Kleinere Brücken konnten auch als Direktaufträge ohne Wettbewerb ausgeführt werden, wie die Hundwilertobelbrücke über die Urnäsch AR und die Hinterrheinbrücke der RhB in Thusis GR. Da anfänglich das Teilnehmerfeld bei Wettbewerben auf Büros im entsprechenden Kanton beschränkt war und bei freihändigen Aufträgen lokale Anbieter bevorzugt wurden, war es erforderlich, das Netz von Zweigbüros zu erweitern und zu verdichten. Als Filialleiter wurden, wenn immer möglich, lokal verankerte Ingenieure gewonnen, die damit früh in einer Filiale und später im Gesamtunternehmen Verantwortung übernehmen konnten.

Auch im Hochbau wurden grosse Projekte bewältigt, wie die Toni-Molkerei in Zürich, Zentrale und Betriebsgebäude des Kraftwerks Mapragg im Taminatal und die regionale Kehrichtverbrennungsanlage in Buchs SG.

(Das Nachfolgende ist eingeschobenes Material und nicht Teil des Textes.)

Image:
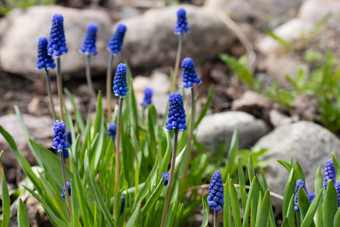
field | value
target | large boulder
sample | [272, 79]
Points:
[219, 127]
[23, 27]
[150, 40]
[308, 143]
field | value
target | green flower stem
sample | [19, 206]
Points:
[178, 58]
[215, 219]
[88, 76]
[68, 202]
[60, 89]
[120, 107]
[48, 85]
[172, 169]
[109, 86]
[191, 129]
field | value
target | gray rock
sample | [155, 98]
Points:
[18, 45]
[150, 39]
[308, 143]
[219, 127]
[40, 129]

Mit dem Bau der Toni-Molkerei im Jahr 1972 mit extrem kurzen Projektierungszeiten und Mangel an Fachkräften ist auch eine einschneidende persönliche Erfahrung von Bänziger verbunden: ein Burn-out, das allerdings damals noch nicht so genannt wurde. Die dreimonatige ärztlich verordnete Absenz von Büro und Beruf führte zu einer breiter aufgestellten Betriebsleitung und besser strukturierten Freizeitaktivitäten, wie der wöchentliche Ausritt mit der Offiziers-Reitgesellschaft Zürich.

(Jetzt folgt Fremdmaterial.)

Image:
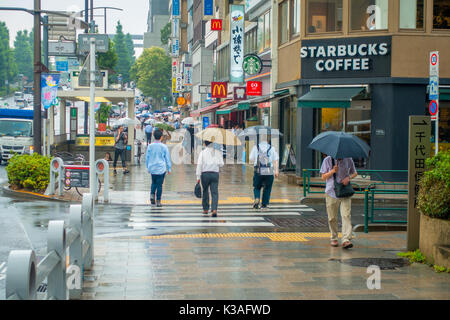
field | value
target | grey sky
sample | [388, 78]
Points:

Insgesamt wirkte Dialma Jakob Bänziger zwischen 1959 und 2004, seinem Rücktritt aus der Führungsverantwortung, an knapp 500 Brückenprojekten mit. Er verstand den Brückenentwurf immer als Zusammenspiel von Gestaltung und Konstruktion, zu der auch der Bauvorgang bzw. das Bauverfahren gehört. So suchte er jeweils früh den Kontakt mit Bauunternehmern und bot Hand, auch neue oder für die Schweiz ungewohnte Bauverfahren anzuwenden, wie die Vorschubrüstung in Beckenried, das Einklappen und Einbetonieren eines Stahlbogens in Hundwil oder das Einschwimmen eines riesigen Fachwerkträgers in Basel.

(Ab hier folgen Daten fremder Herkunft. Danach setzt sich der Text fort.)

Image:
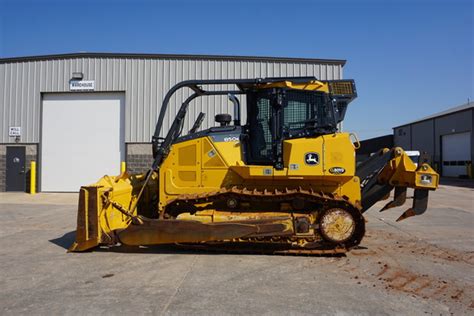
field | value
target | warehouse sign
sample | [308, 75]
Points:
[14, 131]
[82, 85]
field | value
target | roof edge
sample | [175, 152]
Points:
[340, 62]
[435, 117]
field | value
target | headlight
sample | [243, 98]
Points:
[426, 179]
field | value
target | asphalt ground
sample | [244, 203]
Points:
[423, 265]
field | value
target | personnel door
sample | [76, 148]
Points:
[16, 179]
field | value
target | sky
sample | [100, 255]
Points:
[409, 58]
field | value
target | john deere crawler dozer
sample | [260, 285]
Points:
[286, 181]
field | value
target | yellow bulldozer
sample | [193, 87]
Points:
[285, 181]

Brücken bauen kann auch symbolisch verstanden werden, als Prozess zur Überwindung von Hindernissen durch Annäherung unterschiedlicher Standpunkte zugunsten eines übergeordneten Ziels. Auch in dieser Hinsicht hat Bänziger Beträchtliches geleistet, als vorbildlicher, selbstbewusster, aber doch bescheidener Patron, als begeisterter Verfechter seines Berufsbilds des Bauingenieurs, aber immer neugierig auf Ansichten anderer, auch aus neu auftauchenden Disziplinen wie der Landschaftsarchitektur und den Umweltingenieurwissenschaften.

Mit dem Hinschied von Dialma Jakob Bänziger hat die Schweiz einen profilierten Brückenbauer und vorbildlichen Bauingenieur verloren. Mitarbeiterinnen und Mitarbeiter, Berufskollegen und Geschäftspartner werden ihm ein ehrendes Andenken bewahren.